Kızın ağzını açmayıp gözlerime beni dövecekmiş gibi bakmasına göz devirip konuşmaya yeltenmeyen kıza umursamaz bir şekilde konuştum."Bir sorun mu var?"
Kız gözlerime bu sefer de inanamazmış gibi bakıp bir adım uzaklaşarak (hah!) hahladı ve gözlerini sonuna kadar açarak en sonunda konuşmaya tenezzül edebildi.
"Evet var!"
Kafeteryadaki gürültü her ne kadar kesilmiş olsa da karşımdaki bu tanımadığım kızın ses tonu başımı daha da çok ağırtıyordu. Şuan ettiği şu iki kelime ise buraya geliş amacını belirtmiyordu. Bu yüzden kafeteryadaki herkesin bize baktığına bir kez daha emin olarak daha kısık bir ses tonuyla aptala sorar gibi sordum.
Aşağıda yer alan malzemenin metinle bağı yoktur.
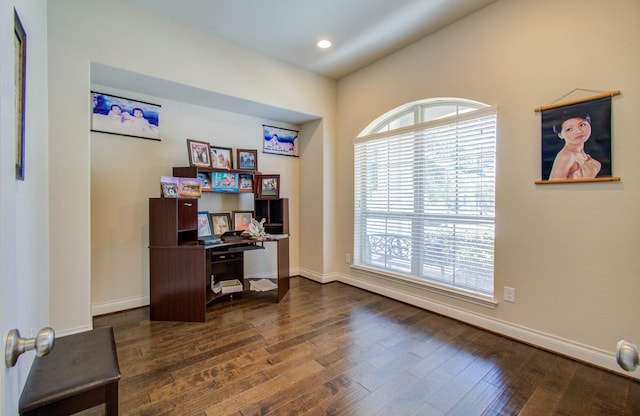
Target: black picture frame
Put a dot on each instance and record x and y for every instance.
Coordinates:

"Sorununun ne olduğunu söylersen sana daha iyi yardımcı olabilirim. Ve bağırarak benim dikkatimi çekmiş olmuyorsun, daha kısık konuşursan seni yine duyabilirim."
Söylediklerimden sonra çığlık atar gibi hahlayıp "deliricem ya!" diyerek saçlarını dağıttığında ne olduğu hakkında hiçbir fikrim yoktu. Sorunu neydi ve neden şuanda insanların dikkatini üzerimize çekerek beni huzursuz ettiği hakkında hiçbir fikrim yoktu.
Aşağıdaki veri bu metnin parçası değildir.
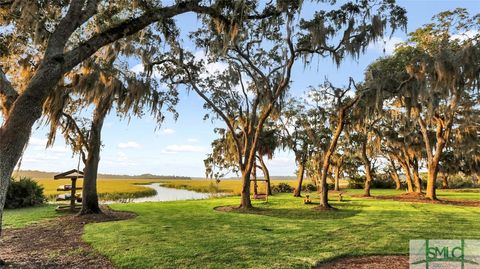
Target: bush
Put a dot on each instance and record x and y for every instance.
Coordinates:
(309, 187)
(24, 193)
(282, 188)
(383, 184)
(357, 182)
Kendi çapında sinir krizi geçirirken kulağımın çınladığını hissettim. Bir gözümü kısarak masaya baktım, başım ciddi anlamda ağrıyordu. Kulağımdaki çınlama gittiğinde tekrardan karşımdaki kıza odaklandım. Beni öldürecekmiş gibi bakıyordu.
Bir anda elinde birkaç dakikadır sallayıp durduğu kağıtları masaya vurarak koydu. Ve "sizi gördüm." dedi.
Ne olduğunu anlayamıyordum kaşlarımı çatıp önüme koyduğu kağıtlara baktım. Bunlar benim notlarımdı.
"Bunlar ne şimdi?" diye anlamdıramayarak sordum, duruşumdansa ödün vermiyordum.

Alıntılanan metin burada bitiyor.